Poetry. Asian American Studies. The 82 poems presented here are an elegant mixture of taut language vigorously sourced in classical Asian literature and a fresh, startling vernacular. "Wandering Japanese poet, environmentalist, friend of Snyder and Ginsberg, concerned humorist, Sakaki writes what can only be characterized as stretch haiku. Combining Buddhism's compassion for all life with Taoism's strong identification with nature, which he then brings into contact with everyday things, Sakaki strikes sparks of recognition. The poet himself translates from the original Japanese into English (and sometimes the other way round) with the help of friends, giving the poems an interesting vernacularc impact. Enjoyable"--Donald J. Pearce, Library Journal.
Nanao Sakaki was a Japanese poet, author of Bellyfulls and leading personality of The Tribe, a loose-knit countercultural group in Japan in the 1960s and 70s. He was born to a large family in Kagoshima Prefecture, and raised by parents who ran an indigo dye-house.
After completing compulsory education at age twelve, he worked as an office boy in Kagoshima. He was a draftee radar specialist stationed in Kyushu in the military, and surreptitiously read Nietzsche, Schopenhauer, Kropotkin, Marx, and Engels as time allowed. After the war, he went to Tokyo, living in an underpass near Ueno Station, working for a short time at a foundry in Amagasaki, then as a turner, and then for some two and a half years running errands for Sanehiko Yamamoto's office.
Around 1952-3 he moved to the San'ya district and lived off the generosity of his neighbors, spending all his time studying English and reading. After two years there, he moved to Shinjuku, became interested in primitive art, and collaborated with a wood sculptor. They visited forests all over Japan for some three years. During this time, Sakaki began to write poems expressing a deep relationship with the forests. This led to exhibitions combining poetry and sculpture in Kagoshima in 1955 and in Ikebukuro in 1959.
Sakaki and the sculptor then went separate ways, Sakaki returning to Shinkuju and becoming friends with Neale Hunter. The two of them made a practice of never sleeping in the same place twice. They co-translated some of his poems into English and published them in Tokyo 1961 as the book Bellyfulls.
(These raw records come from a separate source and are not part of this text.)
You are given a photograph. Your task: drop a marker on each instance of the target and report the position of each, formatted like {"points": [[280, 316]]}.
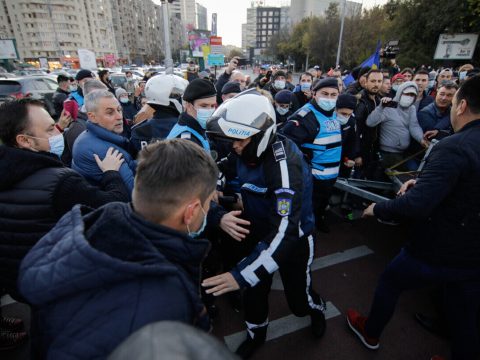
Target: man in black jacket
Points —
{"points": [[36, 189], [444, 205]]}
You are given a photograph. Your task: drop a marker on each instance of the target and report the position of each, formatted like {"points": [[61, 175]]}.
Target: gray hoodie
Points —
{"points": [[398, 124]]}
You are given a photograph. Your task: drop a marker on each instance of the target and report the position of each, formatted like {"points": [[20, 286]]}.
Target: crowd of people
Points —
{"points": [[116, 210]]}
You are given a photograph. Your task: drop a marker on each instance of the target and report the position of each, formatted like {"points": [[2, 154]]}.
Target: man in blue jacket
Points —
{"points": [[98, 276], [104, 129], [444, 205]]}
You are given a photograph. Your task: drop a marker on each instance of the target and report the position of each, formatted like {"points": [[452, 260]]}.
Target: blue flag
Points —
{"points": [[373, 61]]}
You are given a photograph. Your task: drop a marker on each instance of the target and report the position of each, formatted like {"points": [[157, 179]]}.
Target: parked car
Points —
{"points": [[35, 87]]}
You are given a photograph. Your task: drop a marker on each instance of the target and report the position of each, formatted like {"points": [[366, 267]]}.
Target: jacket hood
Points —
{"points": [[17, 164], [401, 89], [106, 246]]}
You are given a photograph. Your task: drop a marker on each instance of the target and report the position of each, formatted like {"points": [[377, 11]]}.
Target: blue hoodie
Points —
{"points": [[96, 278]]}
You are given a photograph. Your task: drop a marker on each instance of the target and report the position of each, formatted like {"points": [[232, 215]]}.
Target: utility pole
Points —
{"points": [[341, 34], [166, 30]]}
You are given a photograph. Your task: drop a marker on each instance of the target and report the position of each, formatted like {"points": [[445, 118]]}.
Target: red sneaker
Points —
{"points": [[356, 322]]}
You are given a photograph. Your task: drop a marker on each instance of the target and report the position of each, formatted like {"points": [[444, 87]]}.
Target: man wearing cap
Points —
{"points": [[316, 130], [230, 89], [398, 124], [199, 103], [283, 107], [62, 93], [345, 107]]}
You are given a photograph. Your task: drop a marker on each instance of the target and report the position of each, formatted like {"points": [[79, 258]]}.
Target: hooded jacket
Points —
{"points": [[97, 277], [36, 189], [398, 124]]}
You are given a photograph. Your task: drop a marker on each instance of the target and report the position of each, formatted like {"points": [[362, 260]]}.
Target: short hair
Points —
{"points": [[469, 92], [422, 72], [14, 119], [91, 85], [170, 172], [373, 71], [93, 98]]}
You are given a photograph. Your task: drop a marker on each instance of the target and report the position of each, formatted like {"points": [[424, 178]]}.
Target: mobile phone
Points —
{"points": [[392, 104]]}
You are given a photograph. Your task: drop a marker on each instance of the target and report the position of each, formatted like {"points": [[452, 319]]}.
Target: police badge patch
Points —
{"points": [[284, 201]]}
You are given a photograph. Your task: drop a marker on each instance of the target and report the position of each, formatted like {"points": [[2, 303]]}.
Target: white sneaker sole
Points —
{"points": [[360, 336]]}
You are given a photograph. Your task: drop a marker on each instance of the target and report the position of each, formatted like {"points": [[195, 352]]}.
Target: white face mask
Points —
{"points": [[342, 119], [279, 84], [405, 101]]}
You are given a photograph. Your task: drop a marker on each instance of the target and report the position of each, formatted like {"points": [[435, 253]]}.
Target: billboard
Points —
{"points": [[7, 49], [197, 39], [456, 46], [87, 59]]}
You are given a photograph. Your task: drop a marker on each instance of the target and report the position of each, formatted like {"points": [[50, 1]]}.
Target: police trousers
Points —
{"points": [[297, 282]]}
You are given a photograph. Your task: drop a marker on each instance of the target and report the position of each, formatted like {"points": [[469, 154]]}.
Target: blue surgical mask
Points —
{"points": [[57, 144], [326, 104], [305, 86], [195, 234], [203, 115], [281, 111]]}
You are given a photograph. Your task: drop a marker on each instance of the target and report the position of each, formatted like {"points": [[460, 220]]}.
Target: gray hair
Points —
{"points": [[93, 98], [91, 85]]}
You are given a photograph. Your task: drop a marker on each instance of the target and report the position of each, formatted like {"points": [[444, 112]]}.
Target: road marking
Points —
{"points": [[329, 260], [280, 327], [6, 300]]}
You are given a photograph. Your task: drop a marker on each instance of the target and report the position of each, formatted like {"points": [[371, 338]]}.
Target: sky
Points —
{"points": [[233, 13]]}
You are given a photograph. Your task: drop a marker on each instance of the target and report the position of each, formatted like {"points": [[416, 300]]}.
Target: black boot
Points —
{"points": [[318, 324], [250, 345]]}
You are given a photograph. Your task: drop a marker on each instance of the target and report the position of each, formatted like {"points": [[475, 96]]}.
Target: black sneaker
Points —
{"points": [[10, 324], [318, 324], [251, 345], [11, 340]]}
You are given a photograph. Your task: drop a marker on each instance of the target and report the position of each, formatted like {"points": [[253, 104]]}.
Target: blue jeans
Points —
{"points": [[462, 299]]}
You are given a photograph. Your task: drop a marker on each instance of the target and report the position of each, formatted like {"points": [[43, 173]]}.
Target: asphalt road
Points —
{"points": [[348, 263]]}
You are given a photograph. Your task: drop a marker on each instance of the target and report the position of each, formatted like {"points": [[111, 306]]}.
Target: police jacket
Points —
{"points": [[188, 128], [36, 189], [105, 274], [277, 200], [157, 128], [444, 204], [97, 140], [58, 98], [318, 135], [366, 137]]}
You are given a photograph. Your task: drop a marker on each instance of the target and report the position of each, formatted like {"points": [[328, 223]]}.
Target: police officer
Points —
{"points": [[200, 101], [276, 192], [316, 130], [164, 95]]}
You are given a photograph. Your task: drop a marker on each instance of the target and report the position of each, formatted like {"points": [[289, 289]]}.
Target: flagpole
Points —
{"points": [[341, 34]]}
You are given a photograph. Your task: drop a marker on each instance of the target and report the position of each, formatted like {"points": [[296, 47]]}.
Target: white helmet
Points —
{"points": [[163, 89], [248, 114]]}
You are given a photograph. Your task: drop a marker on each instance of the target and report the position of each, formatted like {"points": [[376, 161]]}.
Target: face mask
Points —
{"points": [[282, 111], [203, 115], [195, 234], [405, 101], [342, 119], [279, 84], [305, 86], [326, 104]]}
Gary Snyder sought out Sakaki after Hunter introduced him to this book in India. Snyder and Sakaki shared many interests, including linguistics, Bushman ethnology, Sanskrit, Japanese archeology, Marx, Jung, Nagarjuna, and revolution.
It was also around this time that Sakaki helped create and lead "The Tribe", and led these friends to Suwanosejima to build the Banyan Ashram. Bellyfulls was reprinted in the US in 1966, and starting in 1969, Sakaki made several trips to the United States, exploring the wilderness, writing, and reading poetry. He spent about ten years in the United States, primarily in San Francisco and Taos, New Mexico, but also walking widely.
Sakaki was married twice and had two sons in Hokkaido, Yuki and Mizu Araki; another in New Mexico, Issa Sakaki Merrill; and a daughter, Maggie Tai Sakaki Tucker. At the time of his death in 2008, he was living with friends in the mountains of Nagano prefecture.]
Wonderful poems. Discovered at a lecture/poetry reading featuring Gary Snyder. Here's one: "If you have time to chatter Read books If you have time to read Walk into mountain, desert and ocean If you have time to walk sing songs and dance If you have time to dance Sit quietly, you Happy Lucky Idiot"
If you have time to chatter Read books If you have time to read Walk into mountain, desert and ocean If you have time to walk sing songs and dance If you have time to dance Sit quietly, you Happy Lucky Idiot
A Japanese World War II veteran who witnessed the plane carrying the atomic bomb to Nagasaki, Nanao was a friend of Gary Synyder and Allen Ginsberg and it's useful to think of him as splitting the difference between the two. His best poems combine Snyder's crystalline eye for natural detail--the two spent time together in both Japan and the American Southwest--with Ginsberg's direct (and sometimes sort of obvious, at least for members of the choir like me) political commentary. Waht sets him apart is his unfailing sense of humor and encompassing generosity. Not all of the poems are five star, but the collection will stay on my shelf of necessary books.
i'm usually not into poetry, but this collection of nanoa sakaki's nature-based poems is both beautiful and hilarious. the style of poetry - something my friend termed "lunatic poetry" - is lovely, graceful and flowing, weaving experiences and descriptions of nature, wisdom about life, and humor. i have laughed myself to tears while reading these poems.
This guy is a trip. His poetry is simple, quirky, and like no one else that I know of. He touches on the simple beauty of life itself and the complexity of our corrupt world in a way I have never heard the two concepts combined before.
A wonderful, cranky, joyous, sometimes angry collection of poems from the late wandering Japanese poet. Zen, ecology, and the coming end of the superheated capitalist world are the topics (in one way or another). Highly recommended for people who like Gary Snyder, Philip Whalen, etc.